L’idea che a breve anch’io avrò la possibilità di votare un po’ mi spaventa. – racconta Marco Penso che sia una grande responsabilità e credo sia facile fare le scelte giuste. Uno dei punti più critici secondo me sta nell’informarsi adeguatamente, cosa non semplice soprattutto nell’era dei social, in cui tutto ci passa davanti agli occhi in maniera rapida, superficiale, poco approfondita, e spesso anche mirata nel polarizzare le opinioni. Non siamo più tanto abituati ad approfondire, e questo può portare o a votare poco consapevolmente oppure a decidere di non votare perché non ci si è documentati a sufficienza e non si ritiene di poter scegliere con criterio. Oltretutto penso che il clima predominante nei confronti della politica sia generale insoddisfazione, accompagnata dall’idea che l’avvicendarsi di vari governi non migliori la situazione, sentenziando quindi una sua sostanziale inefficacia.
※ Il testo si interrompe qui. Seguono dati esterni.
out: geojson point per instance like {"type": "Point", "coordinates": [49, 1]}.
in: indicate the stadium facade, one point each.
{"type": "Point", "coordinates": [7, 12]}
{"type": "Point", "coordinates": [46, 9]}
Il che chiaramente si rispecchia nella fiducia che le nuove generazioni possono avere riguardo il proprio voto e la possibilità di cambiare le cose”. Abbiamo chiesto a Marco se stia contemplando la possibilità di astenersi dalle elezioni una volta che avrà diritto di voto: “

Onestamente mi è capitato di pensarci, ma nel tempo ho maturato l’idea che non sia una scelta tanto ragionevole. Ho avuto modo di confrontarmi con persone che decidono di non votare perché non si sentono rappresentate, e che piuttosto che votare il ‘meno peggio’ preferiscono non esprimersi. Secondo me invece, soprattutto quando idee contrarie alle nostre e che consideriamo deleterie stanno andando per la maggiore, è opportuno far riferimento a questo ‘meno peggio’, piuttosto che lasciare piede libero a princìpi completamente contrari alla nostra ideologia. E non per fare il moralista, ma ci sono voluti anni di lotte e rivolte per raggiungere un governo democratico che dia la possibilità a tutti di esprimere la propria opinione e di essere parte attiva in quelle decisioni che prima venivano prese da pochi per il bene di pochi: non avvalersi di un diritto come il voto mi sembra una scelta tutt’altro che saggia”. Insomma, semba emergere che, un po’ per sfiducia, un po’ per poca consapevolezza di quanto un voto possa fare la differenza, i giovani non si sentono più tanto protagonisti della politica contemporanea. E non solo loro. Come fare a rinnovare l’interesse? Una domanda da cui dipende anche il nostro futuro.